Usage Guidelines
Artemis is a powerful cluster that enables a wide variety of research. We hope that everyone who uses it will find it makes their work more productive. However, there are a few simple guidelines that are necessary to make sure the machine is productive for everyone.
Architecture
Artemis is an SGI ICE cluster, with 192 nodes (8 cores per node) for a total of 1592 cores. Each node has 32 Gb of RAM (4 GB/code). It has a fast interconnect between the nodes for efficient message passing, generally using MPT (although OpenMP can be used between cores on a single node).
Fair Share Usage
It is in large part a user's own responsibility to make sure that they do not exceed their fair share portion of Artemis resources, and that they use the machine in a manner that does not inhibit or interfere with the running of jobs by others.
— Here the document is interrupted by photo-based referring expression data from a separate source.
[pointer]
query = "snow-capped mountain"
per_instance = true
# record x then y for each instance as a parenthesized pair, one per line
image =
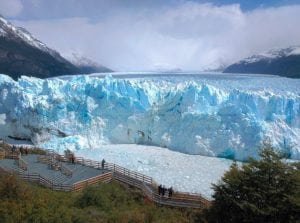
(22, 54)
(7, 30)
(282, 62)
(86, 65)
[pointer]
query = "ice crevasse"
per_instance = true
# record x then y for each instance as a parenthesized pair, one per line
(190, 117)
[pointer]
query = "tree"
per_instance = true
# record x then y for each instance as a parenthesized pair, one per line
(265, 190)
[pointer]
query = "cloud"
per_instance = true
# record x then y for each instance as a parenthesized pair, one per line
(10, 8)
(189, 35)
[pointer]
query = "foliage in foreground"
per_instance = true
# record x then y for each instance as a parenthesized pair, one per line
(265, 190)
(23, 202)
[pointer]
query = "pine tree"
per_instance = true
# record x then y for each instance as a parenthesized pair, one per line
(264, 190)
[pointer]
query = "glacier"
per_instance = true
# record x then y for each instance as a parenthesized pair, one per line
(218, 115)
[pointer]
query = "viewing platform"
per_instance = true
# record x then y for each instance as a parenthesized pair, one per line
(70, 173)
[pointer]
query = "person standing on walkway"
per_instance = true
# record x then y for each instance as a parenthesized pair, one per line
(170, 191)
(103, 163)
(159, 189)
(163, 191)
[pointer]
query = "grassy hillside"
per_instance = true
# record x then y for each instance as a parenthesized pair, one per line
(24, 202)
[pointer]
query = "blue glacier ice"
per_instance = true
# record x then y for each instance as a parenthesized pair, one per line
(194, 114)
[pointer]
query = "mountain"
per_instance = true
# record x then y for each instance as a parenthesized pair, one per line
(22, 54)
(283, 62)
(86, 65)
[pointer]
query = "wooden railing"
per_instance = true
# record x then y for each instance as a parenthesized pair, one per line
(65, 170)
(55, 161)
(147, 185)
(106, 177)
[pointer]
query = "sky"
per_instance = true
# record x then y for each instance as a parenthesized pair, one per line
(136, 35)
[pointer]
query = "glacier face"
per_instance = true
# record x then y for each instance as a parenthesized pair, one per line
(193, 114)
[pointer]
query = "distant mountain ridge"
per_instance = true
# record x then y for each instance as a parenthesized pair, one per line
(283, 62)
(22, 54)
(86, 65)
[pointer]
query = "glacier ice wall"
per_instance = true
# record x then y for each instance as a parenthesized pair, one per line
(191, 117)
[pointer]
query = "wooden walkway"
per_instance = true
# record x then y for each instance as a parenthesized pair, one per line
(56, 172)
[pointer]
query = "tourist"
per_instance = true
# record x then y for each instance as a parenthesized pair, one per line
(26, 151)
(163, 191)
(21, 150)
(72, 158)
(103, 163)
(170, 191)
(159, 189)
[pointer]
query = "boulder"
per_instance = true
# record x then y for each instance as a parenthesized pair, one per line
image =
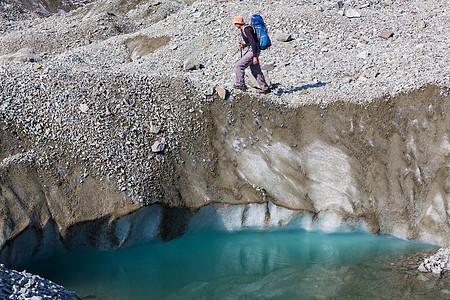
(222, 92)
(252, 80)
(21, 56)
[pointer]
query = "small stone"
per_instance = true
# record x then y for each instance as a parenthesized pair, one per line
(363, 55)
(252, 81)
(155, 129)
(209, 91)
(269, 67)
(422, 268)
(84, 108)
(422, 278)
(421, 24)
(346, 79)
(159, 146)
(291, 51)
(352, 13)
(284, 37)
(192, 64)
(386, 34)
(222, 92)
(23, 55)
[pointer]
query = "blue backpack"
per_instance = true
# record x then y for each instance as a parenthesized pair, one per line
(261, 31)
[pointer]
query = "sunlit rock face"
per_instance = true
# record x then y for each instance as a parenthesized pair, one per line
(383, 166)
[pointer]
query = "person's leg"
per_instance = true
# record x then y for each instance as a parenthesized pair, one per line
(243, 63)
(259, 76)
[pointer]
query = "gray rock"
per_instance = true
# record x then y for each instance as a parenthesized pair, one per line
(155, 129)
(159, 146)
(386, 34)
(84, 108)
(209, 91)
(252, 81)
(192, 64)
(268, 66)
(21, 56)
(421, 24)
(363, 55)
(284, 37)
(222, 92)
(352, 13)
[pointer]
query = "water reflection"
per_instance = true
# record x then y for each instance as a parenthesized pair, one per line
(241, 265)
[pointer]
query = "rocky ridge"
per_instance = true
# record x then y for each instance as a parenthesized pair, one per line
(113, 99)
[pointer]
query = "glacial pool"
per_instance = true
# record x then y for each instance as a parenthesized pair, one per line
(280, 264)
The machine has been optimized for users requiring a large number of processors that can exploit its fast interconnect capability. If your project consists of a large number of single processor jobs we suggest that you use another machine, such as "della" which has been optimized for that type of computation.
Job Queue
The overwhelming advantage of Artemis compared to national resources (such as the NSF TeraGrid) is the quick turn-around and throughput of jobs, and it is critical that users submit jobs to the queue in a way that preserves this quality. Thus, we ask that users:
- Submit jobs that use all 8 processors per node, so that jobs can be packed on the nodes in the most effective fashion (use the line:
#PBS -l nodes=##:ppn=8
in your PBS script, where ## is the number of nodes needed). If your code cannot use all 8 cores per node, we suggest using another PICSciE machine.
- While long-running (up to 100 hours) small jobs are welcome, please do not submit large jobs (those using more than 16 nodes and 128 processors) for more than 48 hours, unless machine use is very light (less than 50% of the nodes in active use). A few such long jobs can quickly lock-out any others users from running jobs for days at a time. If users abuse the privilege of running long jobs, run time limits will have to be imposed on all jobs.
- No one user should run jobs on more than their fair share of nodes (based on the fraction of nodes owned by that user's group, e.g. astrophysics or engineering), unless usage is very light (less than 50% of the nodes in use). If you are using more than your group's fair share of nodes, please submit only short-running (less than 48 hours) jobs to prevent locking out other users for long periods.
- Single processor jobs should be run on other PICSciE machines, as such jobs do not take advantage of the expensive, high-speed network on Artemis.
- Please do not submit more than 2-3 jobs to the queue at any one time.
- Please try to keep the last 32-64 processors on the machine either empty or running small/short jobs (<16processors, <5 hours), especially between 10am and 10pm. This allows debugging and development and keeps the machine responsive.
- To monitor jobs, use showq and pbstop. A good setup is:
alias ptop='pbstop -c 10 -01234567'
With the "ptop" command, one can see how many nodes/cpus are available and in what configuration.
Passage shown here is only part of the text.